Hazel concluded that the strength of Accent Press is to find a niche in the market and to develop it quickly. A restructure was therefore on the cards.  Her message was that it’s necessary to understand the strengths that underpin your brand and to also be aware of its weaknesses.

Talk is the best way of negotiating change

Like Jacks, Tony Burke recognises the need to get ‘buy-in’ when negotiating change. Communication is key, he explained, to navigating change and listening to people’s fears was essential.

Manage change respectfully and positively

John Pettigrew reiterated the importance of communication when organisations are developing strategies or dealing with something as contentious as mass redundancy. He added that showing people respect is also essential.  His tips for doing this were:

  • To tell people well in advance of change
  • To undergo a period of consultation with people before and during the decision process
  • To invest in those people who do not want to accept the change you want to effect
  • To accept that the process might be messy
  • To listen to people who tell you that your idea ‘might not work’, even if this is unwelcome news
  • To look for the positive aspect of change, even though the situation may feel negative at the time

What does this all mean for freelancers?

We are often at the receiving end of organisational change as freelancers. For example, if publishing houses decide to outsource less, we are likely to receive fewer offers of work. Unfortunately, we are seldom privy to the bigger picture and understand only partially the situation that informs the decisions that affect us. How can we manage this? Although it’s tempting to look for answers, it’s perhaps unrealistic to do so. It’s probably more productive for freelancers to diversify in terms of skills and clients. Spreading our nets wider reduces the risk of being out of work.
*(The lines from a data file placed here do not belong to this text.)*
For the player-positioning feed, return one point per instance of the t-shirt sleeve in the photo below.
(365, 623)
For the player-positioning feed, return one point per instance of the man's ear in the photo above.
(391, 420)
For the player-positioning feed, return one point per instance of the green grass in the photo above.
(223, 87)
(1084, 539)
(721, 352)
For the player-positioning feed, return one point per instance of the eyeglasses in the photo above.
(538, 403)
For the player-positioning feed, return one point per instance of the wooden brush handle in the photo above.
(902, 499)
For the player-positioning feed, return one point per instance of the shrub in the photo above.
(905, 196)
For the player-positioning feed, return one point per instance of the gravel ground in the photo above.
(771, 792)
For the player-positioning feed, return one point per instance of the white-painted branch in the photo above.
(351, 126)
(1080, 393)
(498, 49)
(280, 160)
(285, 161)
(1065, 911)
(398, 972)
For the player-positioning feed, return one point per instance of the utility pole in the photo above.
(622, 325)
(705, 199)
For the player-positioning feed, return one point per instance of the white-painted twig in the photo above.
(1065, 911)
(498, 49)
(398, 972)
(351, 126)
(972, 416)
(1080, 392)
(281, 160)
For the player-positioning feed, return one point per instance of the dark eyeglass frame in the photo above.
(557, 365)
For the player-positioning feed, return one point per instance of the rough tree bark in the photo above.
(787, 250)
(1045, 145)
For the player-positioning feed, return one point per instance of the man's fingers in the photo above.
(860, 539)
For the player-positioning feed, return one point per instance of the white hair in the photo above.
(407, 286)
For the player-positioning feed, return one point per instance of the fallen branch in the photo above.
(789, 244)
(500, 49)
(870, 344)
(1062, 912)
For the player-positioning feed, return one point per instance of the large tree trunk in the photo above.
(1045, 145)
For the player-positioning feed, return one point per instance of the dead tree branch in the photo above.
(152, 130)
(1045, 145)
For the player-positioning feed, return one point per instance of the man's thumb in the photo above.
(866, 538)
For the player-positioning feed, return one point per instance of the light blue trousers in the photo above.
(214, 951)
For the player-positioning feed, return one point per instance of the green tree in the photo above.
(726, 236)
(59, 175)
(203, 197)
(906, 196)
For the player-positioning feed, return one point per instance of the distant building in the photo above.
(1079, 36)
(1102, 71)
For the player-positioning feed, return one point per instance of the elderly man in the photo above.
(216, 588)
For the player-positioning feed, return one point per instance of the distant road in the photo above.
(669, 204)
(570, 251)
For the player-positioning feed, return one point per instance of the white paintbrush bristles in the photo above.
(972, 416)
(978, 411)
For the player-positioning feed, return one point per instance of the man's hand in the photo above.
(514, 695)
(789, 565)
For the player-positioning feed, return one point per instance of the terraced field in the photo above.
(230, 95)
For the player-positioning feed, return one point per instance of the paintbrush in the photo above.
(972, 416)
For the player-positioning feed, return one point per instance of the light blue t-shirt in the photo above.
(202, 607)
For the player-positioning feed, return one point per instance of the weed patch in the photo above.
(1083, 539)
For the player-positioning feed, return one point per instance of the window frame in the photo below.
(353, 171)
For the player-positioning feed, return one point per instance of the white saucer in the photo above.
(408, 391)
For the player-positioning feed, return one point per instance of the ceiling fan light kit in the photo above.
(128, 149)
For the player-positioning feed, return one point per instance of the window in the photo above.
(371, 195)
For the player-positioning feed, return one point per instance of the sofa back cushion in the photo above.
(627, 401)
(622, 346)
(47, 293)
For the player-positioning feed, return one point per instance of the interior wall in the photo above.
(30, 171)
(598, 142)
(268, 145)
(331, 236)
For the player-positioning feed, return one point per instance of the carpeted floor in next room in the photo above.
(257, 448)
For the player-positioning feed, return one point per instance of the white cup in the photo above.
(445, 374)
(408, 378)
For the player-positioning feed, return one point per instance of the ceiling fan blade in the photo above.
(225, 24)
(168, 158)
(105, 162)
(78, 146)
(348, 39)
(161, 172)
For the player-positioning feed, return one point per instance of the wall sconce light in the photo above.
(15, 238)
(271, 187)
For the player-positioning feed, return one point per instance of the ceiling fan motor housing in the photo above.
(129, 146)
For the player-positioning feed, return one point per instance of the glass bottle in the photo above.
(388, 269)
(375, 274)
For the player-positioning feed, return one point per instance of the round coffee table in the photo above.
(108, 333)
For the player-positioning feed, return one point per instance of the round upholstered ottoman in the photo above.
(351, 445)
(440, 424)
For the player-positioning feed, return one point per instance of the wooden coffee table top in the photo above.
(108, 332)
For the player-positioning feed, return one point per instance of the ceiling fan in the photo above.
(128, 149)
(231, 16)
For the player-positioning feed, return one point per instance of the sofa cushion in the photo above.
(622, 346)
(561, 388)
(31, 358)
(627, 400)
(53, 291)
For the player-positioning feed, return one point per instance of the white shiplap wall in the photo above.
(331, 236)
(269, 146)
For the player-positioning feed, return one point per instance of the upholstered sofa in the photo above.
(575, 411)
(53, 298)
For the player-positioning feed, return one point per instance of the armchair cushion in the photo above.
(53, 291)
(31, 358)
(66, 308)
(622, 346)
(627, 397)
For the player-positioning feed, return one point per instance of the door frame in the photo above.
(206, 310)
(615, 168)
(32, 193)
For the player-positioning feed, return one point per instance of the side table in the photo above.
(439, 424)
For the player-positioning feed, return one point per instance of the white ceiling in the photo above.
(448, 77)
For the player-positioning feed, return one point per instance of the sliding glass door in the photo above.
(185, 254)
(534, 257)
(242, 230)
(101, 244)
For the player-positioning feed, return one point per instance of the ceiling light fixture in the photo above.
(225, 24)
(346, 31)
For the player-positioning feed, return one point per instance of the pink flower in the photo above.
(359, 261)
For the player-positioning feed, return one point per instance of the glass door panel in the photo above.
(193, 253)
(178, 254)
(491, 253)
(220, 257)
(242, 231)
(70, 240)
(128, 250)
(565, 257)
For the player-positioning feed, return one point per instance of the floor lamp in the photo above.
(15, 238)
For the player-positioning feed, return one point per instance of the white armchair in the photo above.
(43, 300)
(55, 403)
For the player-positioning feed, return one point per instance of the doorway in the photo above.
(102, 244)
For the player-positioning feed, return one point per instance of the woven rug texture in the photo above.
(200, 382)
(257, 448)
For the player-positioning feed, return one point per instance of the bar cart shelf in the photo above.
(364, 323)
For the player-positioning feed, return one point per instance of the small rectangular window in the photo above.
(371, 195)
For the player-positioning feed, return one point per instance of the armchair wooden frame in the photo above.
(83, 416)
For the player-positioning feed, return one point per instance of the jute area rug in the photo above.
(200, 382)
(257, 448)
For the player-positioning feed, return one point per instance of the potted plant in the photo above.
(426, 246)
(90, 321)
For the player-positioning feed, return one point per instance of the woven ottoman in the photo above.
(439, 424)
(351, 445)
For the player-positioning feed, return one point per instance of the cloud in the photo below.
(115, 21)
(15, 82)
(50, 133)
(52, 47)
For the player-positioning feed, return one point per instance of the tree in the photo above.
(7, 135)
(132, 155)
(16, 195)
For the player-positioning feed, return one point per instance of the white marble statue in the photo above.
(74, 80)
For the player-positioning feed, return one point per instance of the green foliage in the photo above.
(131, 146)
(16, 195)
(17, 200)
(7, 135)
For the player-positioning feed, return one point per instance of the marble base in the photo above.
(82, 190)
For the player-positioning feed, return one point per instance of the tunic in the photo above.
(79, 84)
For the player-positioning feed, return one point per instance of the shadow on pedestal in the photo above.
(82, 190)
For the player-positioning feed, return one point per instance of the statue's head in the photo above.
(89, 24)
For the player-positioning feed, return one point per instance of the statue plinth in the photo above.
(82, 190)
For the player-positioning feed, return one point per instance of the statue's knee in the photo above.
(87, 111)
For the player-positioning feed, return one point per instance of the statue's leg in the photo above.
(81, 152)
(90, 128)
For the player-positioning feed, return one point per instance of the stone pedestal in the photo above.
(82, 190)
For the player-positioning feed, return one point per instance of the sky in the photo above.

However, as a freelancer, I feel slightly envious of the collaborative ways of managing change outlined by the panellists. There is clearly strength in numbers and, as change is often scary, comfort can be given by people who are in the same boat. I’m personally very glad of social media networks, where freelancers can support one another in closed groups, but I do wonder whether more could be done. Is there room and opportunity for a freelance Union, for example? Or would the existence of a freelance Union alienate the clients we are all doing our best to attract?

A final thought – I’m always slightly frustrated by comments such as ‘as a freelancer, you have more control over your work’. I’d agree that we have more control over the hours we work and to a degree the type of work we take on, so there is an element of choice. However, I’m unconvinced that freelancers are entirely masters of our own fate. By its very definition, freelancing means responding to a client’s needs. We can be proactive about attracting work, but we can’t create our own work. Does this mean that being a freelancer is, by definition, a reactive role? Is it our responsibility just to adapt to the change that is thrust upon us?  I’d love to hear your thoughts.